# Puppy hates to be brushed



## Jlheagy (Feb 9, 2011)

I have had lily about 11 days now and she is a 9 1/2 week old golden doodle. I have been trying to brush her a little bit here and there to get her used to it, but she hates it! As soon as she sees the brush she tries to attack it! Any tips?

Also wondering about brushing her teeth. Do I start now, or when she gets her permanent teeth? What is the best way to go about this?

Thanks for any suggestions!


----------



## Graco22 (Jul 16, 2007)

Use a soft brush right now since she is so young. A rubber brush, or a bristle brush, not a slicker. Rub her with it, and do not let her bite at it. Put her up on a small table/washing machine and have someone hold her collar to keep her from falling off. This helps establish "training time" with on the floor/lap love play time. Teach her to stand for it, not lay down or lay in your lap. When she bites or wiggles, tell her no, and reposition her, then continue. Always end on a good note, with her being still and behaved. These sessions shouldn't be longer than 4-5 minutes at this age. As her coat grows, you will need to upgrade to a good slicker brush and a comb. As soon as she is 12 week old and has her final puppy shot she needs to go to the groomers for a bath/tidy so she can get used to the process there and the dryers, etc. The younger the better. And the more often the better on the young puppies. Golden/poodle mixes have very high maintenance coats, so be prepared for very regular grooming, and brushing and combing at home if you would like to keep any length on her. 

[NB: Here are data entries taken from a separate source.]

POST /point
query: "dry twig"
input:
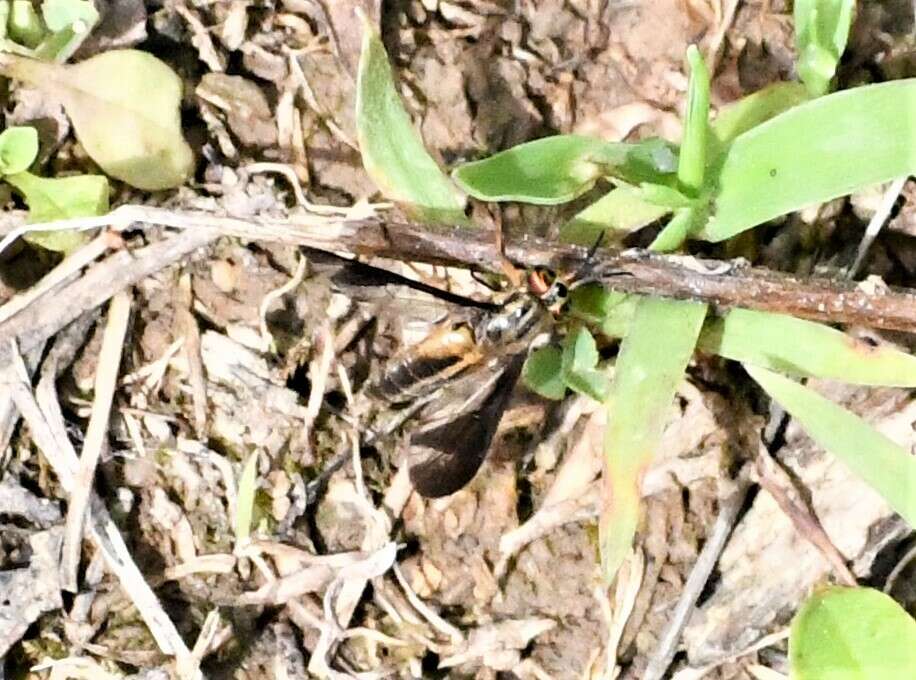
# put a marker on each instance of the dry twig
(106, 377)
(721, 284)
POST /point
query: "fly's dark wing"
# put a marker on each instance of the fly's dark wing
(451, 452)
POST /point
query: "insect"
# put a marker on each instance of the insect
(460, 377)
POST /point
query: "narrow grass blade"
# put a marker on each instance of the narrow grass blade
(392, 150)
(749, 112)
(617, 213)
(650, 366)
(814, 152)
(852, 634)
(821, 31)
(805, 349)
(546, 171)
(692, 158)
(888, 468)
(244, 508)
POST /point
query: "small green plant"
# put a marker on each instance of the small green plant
(852, 634)
(54, 33)
(124, 106)
(775, 152)
(49, 198)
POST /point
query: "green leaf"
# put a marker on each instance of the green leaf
(4, 18)
(60, 198)
(620, 211)
(821, 31)
(610, 311)
(543, 373)
(852, 634)
(124, 105)
(691, 167)
(71, 21)
(546, 171)
(392, 150)
(751, 111)
(651, 364)
(680, 226)
(18, 149)
(25, 25)
(578, 362)
(664, 196)
(244, 509)
(805, 349)
(814, 152)
(61, 14)
(887, 467)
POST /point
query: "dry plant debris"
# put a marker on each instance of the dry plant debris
(141, 372)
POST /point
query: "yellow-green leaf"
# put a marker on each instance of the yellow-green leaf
(651, 364)
(852, 634)
(805, 349)
(244, 509)
(124, 105)
(58, 198)
(888, 468)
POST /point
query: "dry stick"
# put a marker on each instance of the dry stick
(699, 575)
(778, 484)
(38, 322)
(191, 334)
(59, 452)
(106, 379)
(723, 284)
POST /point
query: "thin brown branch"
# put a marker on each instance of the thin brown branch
(722, 284)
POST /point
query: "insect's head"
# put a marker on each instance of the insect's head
(549, 288)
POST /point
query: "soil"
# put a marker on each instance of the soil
(273, 82)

You can start getting her used to tooth brushing now, rather than waiting for adult teeth to come in. Right now it won't be as much about doing a good job, but about teaching her to tolerate the process, so that when the adult teeth come in, she is behaving well for you to get them brushed effectively. Also handle her feet, between her feet, ears, tail, etc. so that she is used to being handled everywhere.


----------



## Charis (Jul 12, 2009)

Our Siberian Husky hated - hated - hated the brush when we rescued her. We found a favorite chew - one she loved and gave it to her. We sat on the floor and as she chewed we praised as she only chewed and did not disturb the brush. Every grooming session we gave her a favorite chew to distract her. She still is not a huge fan of the brush without her chew but she sits still for grooming. Positive association.


----------